第434話

「あーあ、負けちゃったわね。結構いいところまでいっていたのに」


 レイの放ったデスサイズの刃が頭部を斜めに切断した様子を見て、ヴィヘラが小さく溜息を吐く。 

 それでも尚、自分に向かって放たれた槍の如き舌の一撃を回転しながら回避し、同時に掬い上げるような手甲の爪による一撃で切断する。

 放たれた勢いのまま飛んでいく舌の先端を詰まらなさそうに眺めつつも、そのまま流れるような身のこなしでスピア・フロッグへと近づき、足甲に覆われた足で蹴り上げてから手甲の爪で撫でるようにして斬り裂く。

 スピア・フロッグの血と肉片と内臓が周囲へと撒き散らかされ、一瞬だけ周囲に強い血の臭いが漂う。

 だが、その血の臭いも砂漠の風がすぐに吹き散らし、唯一残っているのは魔力で出来た刃で斬り裂いた感触のみ。


「それにしても、せめてあの異常種みたいに体液を出して衝撃を逃がすような真似はしないのかしら? それならそれで、まだ少しは楽しめたでしょうに」

「ん」


 ビューネはそんなヴィヘラに対して短く声を出すと、跳躍したスピア・フロッグが空中から伸ばしてきた舌の一撃を敢えて前方へと向かって跳躍して回避し、そのまま落下してきたスピア・フロッグの横を通り抜け様に持っていた短剣を素早く突き出して胴体を貫く。


「確かに異常種だからこその能力だったのかもしれないけど、それはそれでつまらないわね」


 一言だけで意思疎通が出来たのか、心底から詰まらなさそうに呟き、背後から伸ばされた舌を回避して足甲の踵から伸びている刃で突き刺す。

 先程までは異常種を追いかけるという行動しかしていなかったスピア・フロッグだが、その異常種が倒された瞬間にはそれぞれが自分の意思を取り戻したかのように独自に行動を開始したのだ。


(あるいは、ソード・ビーと女王蜂の時のような関係だったのかもしれないな)


 自分に向かって襲いかかってくるスピア・フロッグの攻撃を回避しつつ、魔力を流して鞭状になった連接剣を振るって1匹、また1匹と斬り裂いていくエレーナ。
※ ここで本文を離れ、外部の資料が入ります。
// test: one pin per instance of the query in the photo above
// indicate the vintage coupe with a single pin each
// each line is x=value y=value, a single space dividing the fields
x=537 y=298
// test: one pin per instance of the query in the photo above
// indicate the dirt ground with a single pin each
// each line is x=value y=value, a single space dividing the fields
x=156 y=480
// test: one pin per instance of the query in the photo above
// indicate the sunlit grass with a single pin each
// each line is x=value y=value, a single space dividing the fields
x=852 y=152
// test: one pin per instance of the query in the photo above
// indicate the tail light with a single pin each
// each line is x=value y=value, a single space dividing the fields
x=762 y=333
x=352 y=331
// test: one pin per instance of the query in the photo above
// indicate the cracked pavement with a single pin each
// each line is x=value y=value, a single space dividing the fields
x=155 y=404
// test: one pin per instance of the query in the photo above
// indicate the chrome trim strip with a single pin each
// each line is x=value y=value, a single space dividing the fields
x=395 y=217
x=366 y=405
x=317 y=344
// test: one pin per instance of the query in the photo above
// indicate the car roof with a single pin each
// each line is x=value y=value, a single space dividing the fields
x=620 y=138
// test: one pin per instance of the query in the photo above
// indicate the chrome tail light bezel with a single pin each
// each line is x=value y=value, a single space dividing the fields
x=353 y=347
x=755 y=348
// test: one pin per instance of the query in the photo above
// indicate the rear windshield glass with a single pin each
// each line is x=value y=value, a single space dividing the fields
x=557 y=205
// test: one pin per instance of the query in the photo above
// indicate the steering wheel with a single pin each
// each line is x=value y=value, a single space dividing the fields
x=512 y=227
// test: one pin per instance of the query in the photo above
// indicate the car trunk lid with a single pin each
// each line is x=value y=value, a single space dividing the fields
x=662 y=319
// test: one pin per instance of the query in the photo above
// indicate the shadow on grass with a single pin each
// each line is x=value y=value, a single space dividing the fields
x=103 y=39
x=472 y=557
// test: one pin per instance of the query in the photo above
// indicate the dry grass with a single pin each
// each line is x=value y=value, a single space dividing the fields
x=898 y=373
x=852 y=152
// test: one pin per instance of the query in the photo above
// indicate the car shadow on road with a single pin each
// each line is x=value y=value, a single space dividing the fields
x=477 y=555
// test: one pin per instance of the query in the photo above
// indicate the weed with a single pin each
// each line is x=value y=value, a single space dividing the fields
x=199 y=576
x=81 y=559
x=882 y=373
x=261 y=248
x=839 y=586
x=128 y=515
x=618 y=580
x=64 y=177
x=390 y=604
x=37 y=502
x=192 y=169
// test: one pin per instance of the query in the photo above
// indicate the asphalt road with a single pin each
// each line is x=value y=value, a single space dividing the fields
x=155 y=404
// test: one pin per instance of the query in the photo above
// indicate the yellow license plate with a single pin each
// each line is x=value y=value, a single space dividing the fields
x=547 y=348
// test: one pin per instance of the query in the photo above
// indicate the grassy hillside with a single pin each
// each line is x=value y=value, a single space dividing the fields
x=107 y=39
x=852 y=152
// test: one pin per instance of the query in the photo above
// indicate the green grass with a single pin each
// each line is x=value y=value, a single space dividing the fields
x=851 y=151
 考え事をしつつ、それでも敵を的確に倒していくそのさまは、さすがに姫将軍といったところか。


「グルルルルゥッ!」


 そんなエレーナの近くでは、セトもまた鳴き声を上げながら前足を振るい、あるいはクチバシで、はたまた後ろ足の蹴りでスピア・フロッグの肉体を砕いていく。

 自分達の仲間の数がみるみる減っていくのを見て、やがて勝ち目が無いと悟ったのだろう。1匹のスピア・フロッグが異常種と似てはいるがどこか甲高い鳴き声を上げると、それを合図にしたかのように、まだその場に残って戦闘を続けていた他のスピア・フロッグが四方八方に逃げ始めた。

 逃げ出したスピア・フロッグへと向かって追撃を始めたのはビューネとエレーナの2人。

 レイは異常種の死体を確保しているので動けないし、ヴィヘラは異常種ならともかく普通のスピア・フロッグを相手にしても戦意を掻き立てられないらしく、つまらない戦闘だったとばかりに溜息を吐きながら面倒くさそうに外套についた砂を払っている。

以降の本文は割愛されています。